216 in binary is 11011000 which, in CBOR, the first 3 bits are the major type, which would be 6 or a tagged type here, i.e., not a byte string which has major type 2. The remaining 5 bits are for the count (length of payload)/indicating an extended length ... or in the case of a tag (which your encoding is using) the size of the tag. The value is 24 here which indicates an extended count/tag size of 8 bits. The following 8 bits are the number 64, which is the tag number for a Uint8Array per https://tools.ietf.org/html/rfc8746.

So, it looks like your encoder is not using simple a byte string encoding for binary data, but including extra bytes to represent the fact that the data in your application happened to be stored using a Uint8Array (again, no other choice for binary data in JS land). Ideally, your encoder would be simplified to just report that the data is a string of bytes and save the precious space.

OR13 commented 3 years ago

@dlongley thank your for these comments and advice.

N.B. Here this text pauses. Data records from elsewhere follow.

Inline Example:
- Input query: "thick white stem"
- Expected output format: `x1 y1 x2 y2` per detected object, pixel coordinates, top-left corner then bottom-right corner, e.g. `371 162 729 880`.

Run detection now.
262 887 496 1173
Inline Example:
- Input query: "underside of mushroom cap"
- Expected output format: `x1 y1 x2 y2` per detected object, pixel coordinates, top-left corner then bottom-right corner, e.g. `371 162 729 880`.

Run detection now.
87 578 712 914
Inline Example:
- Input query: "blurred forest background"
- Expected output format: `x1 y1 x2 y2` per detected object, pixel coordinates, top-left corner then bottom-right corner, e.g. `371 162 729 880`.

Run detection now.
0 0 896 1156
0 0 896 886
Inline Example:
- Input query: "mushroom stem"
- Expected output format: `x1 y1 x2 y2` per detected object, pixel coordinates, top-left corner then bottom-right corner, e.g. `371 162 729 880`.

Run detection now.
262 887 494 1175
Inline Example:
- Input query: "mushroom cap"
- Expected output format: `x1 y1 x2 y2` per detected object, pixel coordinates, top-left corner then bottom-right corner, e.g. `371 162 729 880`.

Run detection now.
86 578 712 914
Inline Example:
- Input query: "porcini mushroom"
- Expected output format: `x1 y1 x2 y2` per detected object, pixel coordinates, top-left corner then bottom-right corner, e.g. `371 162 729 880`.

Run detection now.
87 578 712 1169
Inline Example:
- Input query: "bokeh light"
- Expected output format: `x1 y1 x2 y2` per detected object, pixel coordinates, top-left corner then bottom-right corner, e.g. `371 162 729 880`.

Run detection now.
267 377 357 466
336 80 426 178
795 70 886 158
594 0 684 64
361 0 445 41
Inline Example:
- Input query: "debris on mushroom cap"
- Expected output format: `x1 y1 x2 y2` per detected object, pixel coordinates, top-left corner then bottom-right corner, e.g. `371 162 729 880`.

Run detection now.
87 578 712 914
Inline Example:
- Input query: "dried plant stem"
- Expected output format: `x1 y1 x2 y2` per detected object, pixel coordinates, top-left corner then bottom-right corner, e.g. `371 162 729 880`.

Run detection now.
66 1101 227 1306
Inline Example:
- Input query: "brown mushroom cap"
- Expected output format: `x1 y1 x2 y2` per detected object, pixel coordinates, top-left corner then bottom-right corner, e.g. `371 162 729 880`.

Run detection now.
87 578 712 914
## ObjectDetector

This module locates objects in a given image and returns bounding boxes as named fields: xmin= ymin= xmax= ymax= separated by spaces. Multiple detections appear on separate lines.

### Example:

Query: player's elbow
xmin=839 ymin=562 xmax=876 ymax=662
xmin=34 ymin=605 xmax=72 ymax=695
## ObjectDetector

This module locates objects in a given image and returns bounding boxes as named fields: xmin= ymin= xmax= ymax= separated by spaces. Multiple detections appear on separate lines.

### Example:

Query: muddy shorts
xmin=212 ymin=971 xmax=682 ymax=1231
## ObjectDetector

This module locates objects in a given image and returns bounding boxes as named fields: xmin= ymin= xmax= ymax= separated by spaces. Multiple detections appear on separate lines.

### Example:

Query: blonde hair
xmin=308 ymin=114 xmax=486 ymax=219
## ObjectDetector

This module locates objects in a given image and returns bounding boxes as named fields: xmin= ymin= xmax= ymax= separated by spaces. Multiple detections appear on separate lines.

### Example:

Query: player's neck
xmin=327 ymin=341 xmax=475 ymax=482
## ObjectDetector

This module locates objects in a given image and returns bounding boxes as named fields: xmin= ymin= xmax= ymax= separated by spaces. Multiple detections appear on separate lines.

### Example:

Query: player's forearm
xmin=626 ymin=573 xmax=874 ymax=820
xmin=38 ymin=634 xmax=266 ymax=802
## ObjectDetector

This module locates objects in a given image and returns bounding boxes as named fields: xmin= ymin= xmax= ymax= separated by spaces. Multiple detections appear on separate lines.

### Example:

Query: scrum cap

I will look at switching to cborg, I have tried a bunch of different cbor implementations and they all feel to be lacking something.

I also chatted with @dmitrizagidulin about a set of test vectors for cbor-ld, structured loosely like this:

case-0.json case-0-context.json xsd-date-time case-1.cborld
case-1.json case-1-context.json base58-did-url case-2.cborld

This way we would always have a minimal example to test a given codec, of course we would still need interop tests for the large objects as well.

I will see if I can instruct https://github.com/hildjj/node-cbor/tree/main/packages/cbor-web to not encode the Uint8Array prefix... thanks again for your help.

dlongley commented 3 years ago

@OR13 -- we'll be releasing cborld 4.x very shortly. It has a complete rewrite such that it handles many more (most?) JSON-LD documents now. You'll want to take a look at what's going on ... and we'll need to get the spec updated and some good test vectors soon to enable interop testing. The new version is based on cborg, which, IMO, is a simpler cleaner implementation, brought to us by some of the same people that work on things in the IPFS ecosystem -- and it appears as though it plays nice in both node.js and web environments.

dmitrizagidulin commented 3 years ago

Looks to be addressed in the rewrite, closing.